Chinese writer/director Ruijun Li’s “Return to Dust” beautifully conveys the dignity and evolving love of two middle-aged Chinese peasant in today’s inequitable, oppressive world. Forced into an arranged marriage by spiteful, unsupportive families, Cao Guiying and Ma Youtie lack status, Ma as a “fourth brother.” Cao suffers from her family’s beatings causing infertility, incontinence, and trembling hands.

Treated as reviled outcasts, both survive by their hard work and kindness to each other in compassionate collaboration. Set in rural Gansu bordering the Gobi Desert, as BMWs whiz by, middle-aged Ma and Cao lead their beloved, hard-working donkey to plant, tend, and harvest wheat fields. Homes are demolished and built, chickens raised, and swallows saved, while Ma must repeatedly donate his rare blood.

Quietly, calmly, Ma and Cao grow close in an exquisite, deeply moving union, their love blossoming in a metaphorical parallel to their cultivation of the rich, untapped soil. Through quiet scenes, they support each other, finding the camaraderie so elusive elsewhere.
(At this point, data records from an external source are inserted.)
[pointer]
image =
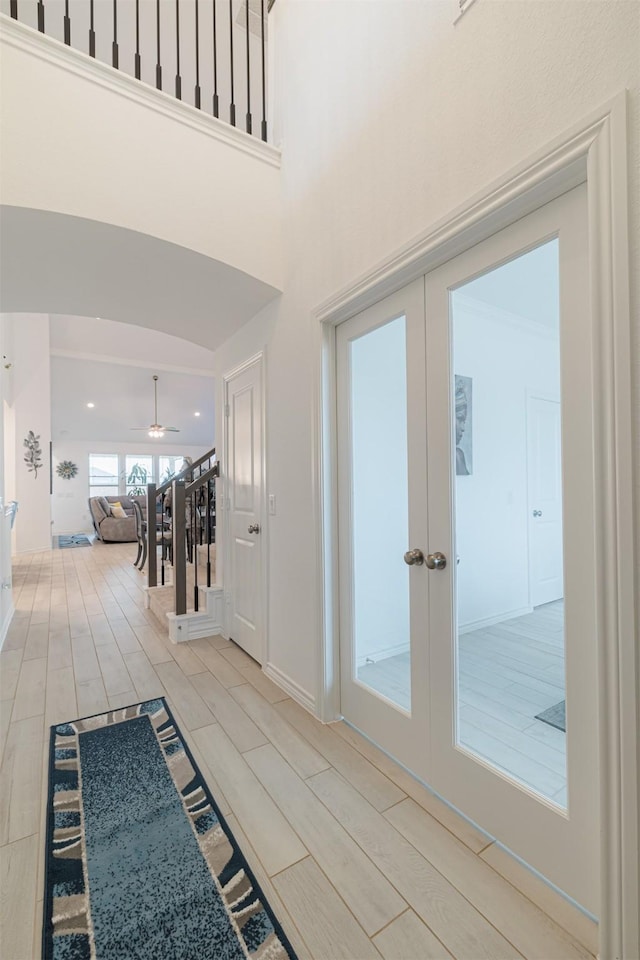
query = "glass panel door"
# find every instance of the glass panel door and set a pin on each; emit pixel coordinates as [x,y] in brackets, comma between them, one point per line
[512,619]
[505,333]
[382,483]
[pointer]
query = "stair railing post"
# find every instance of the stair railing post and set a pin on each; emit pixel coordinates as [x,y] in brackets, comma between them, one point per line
[179,547]
[152,553]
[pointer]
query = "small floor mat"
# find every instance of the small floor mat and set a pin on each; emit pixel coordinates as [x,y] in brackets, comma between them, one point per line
[72,540]
[555,716]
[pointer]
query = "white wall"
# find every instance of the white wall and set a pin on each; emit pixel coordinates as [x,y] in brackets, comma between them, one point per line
[103,24]
[6,592]
[70,508]
[30,409]
[505,360]
[180,182]
[132,178]
[414,116]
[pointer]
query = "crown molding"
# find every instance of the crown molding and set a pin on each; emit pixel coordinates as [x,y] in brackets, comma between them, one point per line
[35,44]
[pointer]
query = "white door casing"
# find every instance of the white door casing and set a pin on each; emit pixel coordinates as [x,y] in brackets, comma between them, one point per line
[545,499]
[245,495]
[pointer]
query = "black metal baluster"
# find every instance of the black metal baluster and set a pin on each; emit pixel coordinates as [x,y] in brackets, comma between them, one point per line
[158,67]
[264,82]
[194,538]
[248,118]
[209,482]
[114,46]
[232,106]
[92,33]
[215,63]
[151,536]
[136,59]
[178,77]
[197,89]
[67,24]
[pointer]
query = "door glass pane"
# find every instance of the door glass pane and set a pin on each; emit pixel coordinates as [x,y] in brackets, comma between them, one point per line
[138,472]
[168,467]
[508,520]
[379,499]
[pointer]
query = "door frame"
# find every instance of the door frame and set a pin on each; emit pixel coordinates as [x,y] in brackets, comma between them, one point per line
[256,358]
[594,152]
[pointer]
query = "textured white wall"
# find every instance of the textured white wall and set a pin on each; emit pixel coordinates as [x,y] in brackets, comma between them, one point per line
[77,145]
[389,116]
[31,405]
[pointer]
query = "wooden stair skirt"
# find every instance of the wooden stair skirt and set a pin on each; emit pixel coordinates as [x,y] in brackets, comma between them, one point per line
[207,621]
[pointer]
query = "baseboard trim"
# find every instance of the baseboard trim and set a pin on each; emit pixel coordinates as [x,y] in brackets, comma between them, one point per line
[4,629]
[295,691]
[491,621]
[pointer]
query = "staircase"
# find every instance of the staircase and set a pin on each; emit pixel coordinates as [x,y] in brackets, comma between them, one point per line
[187,602]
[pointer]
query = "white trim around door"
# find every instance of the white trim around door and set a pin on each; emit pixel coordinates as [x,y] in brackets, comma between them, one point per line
[593,152]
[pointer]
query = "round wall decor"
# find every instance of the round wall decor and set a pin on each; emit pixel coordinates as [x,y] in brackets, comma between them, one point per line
[66,469]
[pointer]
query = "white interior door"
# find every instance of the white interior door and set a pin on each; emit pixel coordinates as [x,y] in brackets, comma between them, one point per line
[382,483]
[545,499]
[244,446]
[503,317]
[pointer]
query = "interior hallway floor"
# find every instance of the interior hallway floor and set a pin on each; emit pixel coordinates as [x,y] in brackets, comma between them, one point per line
[357,859]
[508,673]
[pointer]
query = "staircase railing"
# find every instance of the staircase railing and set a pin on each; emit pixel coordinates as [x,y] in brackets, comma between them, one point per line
[173,541]
[193,526]
[215,49]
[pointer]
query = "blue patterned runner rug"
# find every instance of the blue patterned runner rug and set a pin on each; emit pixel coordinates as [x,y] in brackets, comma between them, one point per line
[140,864]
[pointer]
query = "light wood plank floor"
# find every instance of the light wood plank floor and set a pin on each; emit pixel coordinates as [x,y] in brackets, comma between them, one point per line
[357,858]
[508,673]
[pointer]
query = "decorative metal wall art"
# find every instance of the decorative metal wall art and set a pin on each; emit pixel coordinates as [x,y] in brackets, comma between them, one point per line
[66,469]
[33,456]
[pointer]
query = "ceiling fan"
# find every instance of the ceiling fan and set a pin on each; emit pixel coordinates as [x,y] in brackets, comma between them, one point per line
[155,429]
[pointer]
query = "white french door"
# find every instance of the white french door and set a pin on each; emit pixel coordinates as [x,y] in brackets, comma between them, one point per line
[478,700]
[245,485]
[382,480]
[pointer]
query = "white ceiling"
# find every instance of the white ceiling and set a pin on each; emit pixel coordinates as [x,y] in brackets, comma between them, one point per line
[52,263]
[123,391]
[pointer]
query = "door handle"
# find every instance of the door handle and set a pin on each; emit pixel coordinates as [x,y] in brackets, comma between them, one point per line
[414,558]
[436,561]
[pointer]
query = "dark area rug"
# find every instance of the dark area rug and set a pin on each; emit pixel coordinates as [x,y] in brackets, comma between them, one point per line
[555,716]
[72,540]
[140,863]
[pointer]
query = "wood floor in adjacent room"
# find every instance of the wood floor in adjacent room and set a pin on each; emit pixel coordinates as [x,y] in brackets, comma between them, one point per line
[357,859]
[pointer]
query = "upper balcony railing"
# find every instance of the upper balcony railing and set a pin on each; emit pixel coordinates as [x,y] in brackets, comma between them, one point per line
[210,54]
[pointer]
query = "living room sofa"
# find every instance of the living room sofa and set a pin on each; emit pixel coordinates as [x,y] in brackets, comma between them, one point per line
[112,529]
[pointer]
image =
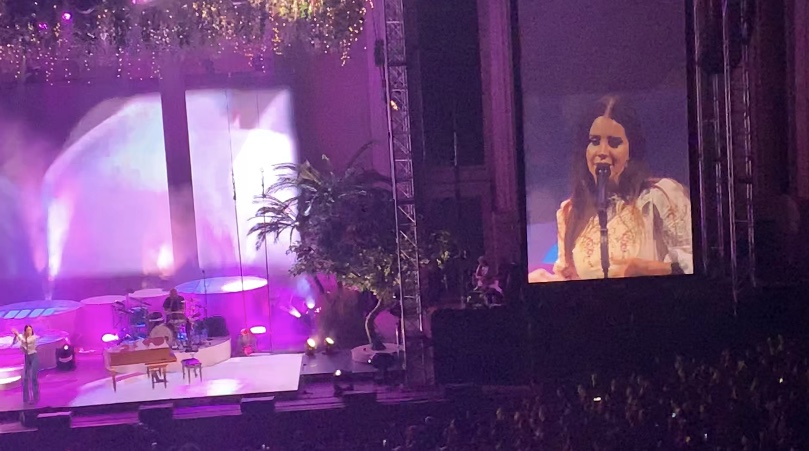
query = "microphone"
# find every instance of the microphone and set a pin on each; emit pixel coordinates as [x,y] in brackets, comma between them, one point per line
[602,177]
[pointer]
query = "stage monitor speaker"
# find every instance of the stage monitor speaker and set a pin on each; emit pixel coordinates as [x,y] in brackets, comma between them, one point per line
[28,418]
[55,420]
[263,406]
[359,399]
[463,392]
[65,358]
[156,414]
[216,327]
[481,346]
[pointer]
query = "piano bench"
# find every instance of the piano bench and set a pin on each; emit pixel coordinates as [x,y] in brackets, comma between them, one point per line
[192,365]
[157,373]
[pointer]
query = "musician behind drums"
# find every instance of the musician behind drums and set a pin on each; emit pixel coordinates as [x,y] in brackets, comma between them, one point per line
[174,306]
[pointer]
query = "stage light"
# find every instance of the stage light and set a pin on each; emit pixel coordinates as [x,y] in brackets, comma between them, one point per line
[330,345]
[311,346]
[343,382]
[294,312]
[65,358]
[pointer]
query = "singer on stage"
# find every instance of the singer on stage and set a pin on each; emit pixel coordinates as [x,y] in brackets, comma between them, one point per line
[647,221]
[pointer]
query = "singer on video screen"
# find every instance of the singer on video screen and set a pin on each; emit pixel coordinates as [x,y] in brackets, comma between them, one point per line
[642,223]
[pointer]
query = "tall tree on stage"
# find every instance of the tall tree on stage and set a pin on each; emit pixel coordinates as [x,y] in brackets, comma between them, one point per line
[345,227]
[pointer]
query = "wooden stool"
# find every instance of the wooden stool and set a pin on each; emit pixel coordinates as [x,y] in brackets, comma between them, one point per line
[192,364]
[157,373]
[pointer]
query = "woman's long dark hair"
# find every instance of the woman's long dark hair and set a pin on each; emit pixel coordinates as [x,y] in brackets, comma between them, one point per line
[634,179]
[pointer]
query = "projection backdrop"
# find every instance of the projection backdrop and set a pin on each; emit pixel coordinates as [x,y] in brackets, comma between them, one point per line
[84,187]
[573,54]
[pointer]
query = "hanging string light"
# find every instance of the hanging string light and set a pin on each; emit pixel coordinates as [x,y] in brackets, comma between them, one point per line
[59,37]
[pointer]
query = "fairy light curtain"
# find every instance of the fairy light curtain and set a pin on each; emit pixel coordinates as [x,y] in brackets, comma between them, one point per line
[61,37]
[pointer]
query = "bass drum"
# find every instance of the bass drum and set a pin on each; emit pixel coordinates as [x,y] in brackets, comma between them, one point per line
[161,330]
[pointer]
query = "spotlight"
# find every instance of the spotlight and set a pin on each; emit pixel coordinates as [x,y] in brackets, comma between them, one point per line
[343,382]
[311,346]
[382,362]
[330,345]
[65,358]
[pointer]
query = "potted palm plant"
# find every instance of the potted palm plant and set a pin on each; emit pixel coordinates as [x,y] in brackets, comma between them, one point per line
[341,223]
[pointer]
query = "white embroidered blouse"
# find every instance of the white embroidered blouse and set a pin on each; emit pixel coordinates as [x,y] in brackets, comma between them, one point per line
[658,228]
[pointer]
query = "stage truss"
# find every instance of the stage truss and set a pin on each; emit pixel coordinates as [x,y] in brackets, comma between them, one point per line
[725,144]
[417,368]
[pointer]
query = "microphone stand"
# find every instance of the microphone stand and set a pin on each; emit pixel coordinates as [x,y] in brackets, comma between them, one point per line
[602,178]
[267,269]
[605,249]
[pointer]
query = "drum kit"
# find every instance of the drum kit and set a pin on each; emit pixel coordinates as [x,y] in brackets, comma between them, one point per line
[184,329]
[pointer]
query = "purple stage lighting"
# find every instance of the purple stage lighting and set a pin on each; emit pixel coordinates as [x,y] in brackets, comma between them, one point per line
[258,330]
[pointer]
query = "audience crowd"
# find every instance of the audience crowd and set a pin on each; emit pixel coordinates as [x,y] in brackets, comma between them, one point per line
[755,399]
[751,399]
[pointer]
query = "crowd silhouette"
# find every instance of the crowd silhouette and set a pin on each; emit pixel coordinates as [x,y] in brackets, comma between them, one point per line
[756,398]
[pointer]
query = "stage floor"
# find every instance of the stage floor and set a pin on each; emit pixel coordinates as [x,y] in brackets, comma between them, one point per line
[91,385]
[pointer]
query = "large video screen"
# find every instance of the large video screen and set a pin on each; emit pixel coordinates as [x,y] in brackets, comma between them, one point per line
[605,127]
[86,191]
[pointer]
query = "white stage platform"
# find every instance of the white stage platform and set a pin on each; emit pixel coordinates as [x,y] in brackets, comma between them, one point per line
[91,385]
[216,352]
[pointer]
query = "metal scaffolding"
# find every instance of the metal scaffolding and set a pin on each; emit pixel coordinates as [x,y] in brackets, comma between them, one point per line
[417,369]
[725,147]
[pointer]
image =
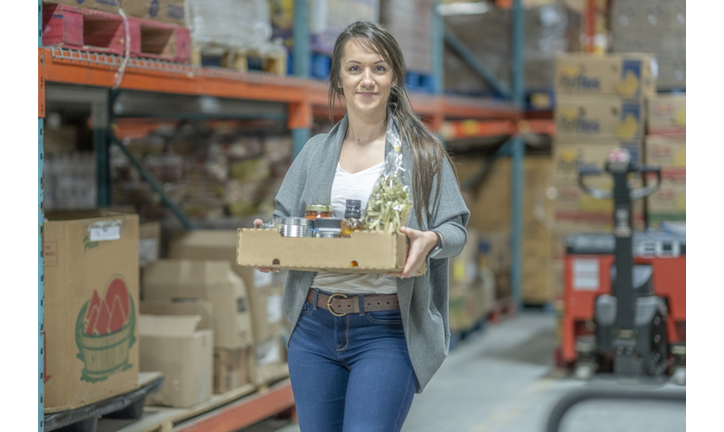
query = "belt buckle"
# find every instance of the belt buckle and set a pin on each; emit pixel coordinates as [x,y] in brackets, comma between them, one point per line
[329,304]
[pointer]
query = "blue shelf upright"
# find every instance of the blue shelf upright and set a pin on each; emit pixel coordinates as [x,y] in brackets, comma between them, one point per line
[41,277]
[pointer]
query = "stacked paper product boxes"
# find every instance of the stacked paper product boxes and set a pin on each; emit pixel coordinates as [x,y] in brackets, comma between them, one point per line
[266,356]
[657,27]
[601,105]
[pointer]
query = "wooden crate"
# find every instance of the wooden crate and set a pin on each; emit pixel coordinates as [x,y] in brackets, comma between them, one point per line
[91,30]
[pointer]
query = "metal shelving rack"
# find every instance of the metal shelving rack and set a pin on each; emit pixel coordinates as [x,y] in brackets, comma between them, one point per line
[304,99]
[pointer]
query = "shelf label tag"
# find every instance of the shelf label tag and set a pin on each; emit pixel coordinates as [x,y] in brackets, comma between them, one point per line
[585,274]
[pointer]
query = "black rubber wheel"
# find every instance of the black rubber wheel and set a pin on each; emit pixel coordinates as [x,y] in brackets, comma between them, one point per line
[133,411]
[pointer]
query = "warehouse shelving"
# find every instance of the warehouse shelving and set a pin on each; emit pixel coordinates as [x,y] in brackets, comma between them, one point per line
[305,99]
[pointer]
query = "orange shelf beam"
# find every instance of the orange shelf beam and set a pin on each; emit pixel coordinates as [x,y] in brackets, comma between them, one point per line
[451,130]
[245,412]
[308,96]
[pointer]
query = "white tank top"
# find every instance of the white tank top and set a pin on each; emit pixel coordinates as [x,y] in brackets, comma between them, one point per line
[354,186]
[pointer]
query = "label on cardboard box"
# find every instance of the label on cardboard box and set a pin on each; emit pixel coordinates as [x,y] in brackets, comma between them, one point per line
[627,75]
[667,114]
[600,116]
[262,279]
[274,309]
[105,230]
[364,252]
[91,296]
[585,274]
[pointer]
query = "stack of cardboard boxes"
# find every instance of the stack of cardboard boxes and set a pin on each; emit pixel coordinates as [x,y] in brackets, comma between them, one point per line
[666,146]
[600,106]
[657,27]
[263,300]
[91,331]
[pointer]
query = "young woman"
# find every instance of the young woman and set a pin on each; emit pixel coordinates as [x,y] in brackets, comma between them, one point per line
[359,371]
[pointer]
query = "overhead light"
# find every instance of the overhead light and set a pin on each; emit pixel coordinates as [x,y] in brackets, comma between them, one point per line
[462,8]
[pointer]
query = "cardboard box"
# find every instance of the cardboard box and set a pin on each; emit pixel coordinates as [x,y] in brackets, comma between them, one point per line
[570,152]
[209,280]
[231,369]
[169,11]
[363,252]
[266,312]
[217,245]
[203,308]
[608,116]
[103,5]
[268,361]
[667,114]
[625,75]
[149,243]
[91,296]
[182,350]
[669,153]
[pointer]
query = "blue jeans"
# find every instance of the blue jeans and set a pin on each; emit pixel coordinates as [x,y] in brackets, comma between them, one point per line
[350,373]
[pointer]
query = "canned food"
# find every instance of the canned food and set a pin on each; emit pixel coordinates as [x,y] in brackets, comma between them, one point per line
[317,211]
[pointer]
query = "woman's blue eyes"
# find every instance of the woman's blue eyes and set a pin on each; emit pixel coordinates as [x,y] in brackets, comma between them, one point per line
[378,68]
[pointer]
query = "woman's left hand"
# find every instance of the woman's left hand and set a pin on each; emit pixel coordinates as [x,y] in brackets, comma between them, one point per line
[421,243]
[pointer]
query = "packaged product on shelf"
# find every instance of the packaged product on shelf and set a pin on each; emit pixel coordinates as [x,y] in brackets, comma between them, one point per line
[169,11]
[211,280]
[551,29]
[91,299]
[609,116]
[629,75]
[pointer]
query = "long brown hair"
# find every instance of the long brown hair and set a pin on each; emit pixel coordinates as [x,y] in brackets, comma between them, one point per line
[428,153]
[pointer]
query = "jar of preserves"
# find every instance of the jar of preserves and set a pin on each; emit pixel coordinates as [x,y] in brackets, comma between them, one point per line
[316,211]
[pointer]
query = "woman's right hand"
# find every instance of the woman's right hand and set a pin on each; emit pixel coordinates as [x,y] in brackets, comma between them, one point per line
[257,224]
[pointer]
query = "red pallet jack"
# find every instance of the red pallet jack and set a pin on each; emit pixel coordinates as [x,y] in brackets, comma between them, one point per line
[625,293]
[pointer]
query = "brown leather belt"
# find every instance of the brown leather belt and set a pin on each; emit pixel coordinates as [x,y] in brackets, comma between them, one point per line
[340,304]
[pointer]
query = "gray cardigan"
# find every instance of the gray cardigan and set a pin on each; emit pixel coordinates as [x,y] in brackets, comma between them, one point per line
[423,299]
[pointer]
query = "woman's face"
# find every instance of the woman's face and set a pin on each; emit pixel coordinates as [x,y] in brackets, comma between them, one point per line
[366,78]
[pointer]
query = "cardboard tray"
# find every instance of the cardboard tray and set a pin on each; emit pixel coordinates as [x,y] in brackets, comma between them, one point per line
[363,252]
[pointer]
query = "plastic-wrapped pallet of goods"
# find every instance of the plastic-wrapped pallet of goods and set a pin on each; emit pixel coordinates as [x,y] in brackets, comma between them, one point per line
[328,18]
[233,29]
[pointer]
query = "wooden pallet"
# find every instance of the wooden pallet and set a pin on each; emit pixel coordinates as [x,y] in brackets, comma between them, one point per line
[274,394]
[238,59]
[91,30]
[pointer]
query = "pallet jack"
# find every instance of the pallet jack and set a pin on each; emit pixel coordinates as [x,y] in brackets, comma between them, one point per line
[624,294]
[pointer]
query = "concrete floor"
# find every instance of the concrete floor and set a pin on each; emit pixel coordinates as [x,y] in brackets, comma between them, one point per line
[503,379]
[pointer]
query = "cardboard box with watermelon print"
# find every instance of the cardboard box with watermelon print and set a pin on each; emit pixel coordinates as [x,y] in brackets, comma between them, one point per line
[91,300]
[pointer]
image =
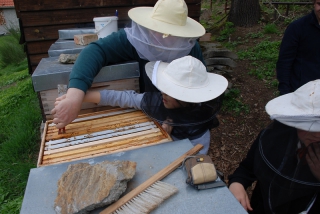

But the local government intervenes, advocating urban relocation without recourse by farmers impacted.

All credit to veteran actor Hai-Qing as Cao Guiying and real farmer Renlin Wu as Ma Youtie. I fell in love with these two, their poignant goodness. Shot over the course of a year’s agricultural cycle, Weihua Wang’s gorgeous cinematography respects their privacy through medium and long shot compositions. Similarly, the music and sound complement them through understatement and inviting silences.

After its opening weeks’ domestic success, China banned “Return to Dust” presumably for its negative, albeit entirely implicit, depiction of contemporary China, especially in the film’s concluding scenes. According to journalistic reports, it remains unavailable for screening in its director Li’s home country. “Return to Dust” is a film to cherish for its plea for humane understanding and empathetic treatment of all. Its heartbreaking and heartwarming empathy for these two captivating individuals leads me to already put it on my Top 10 List for 2023. In Mandarin with English subtitles, “Return to Dust” is now streaming on various platforms. Check listings.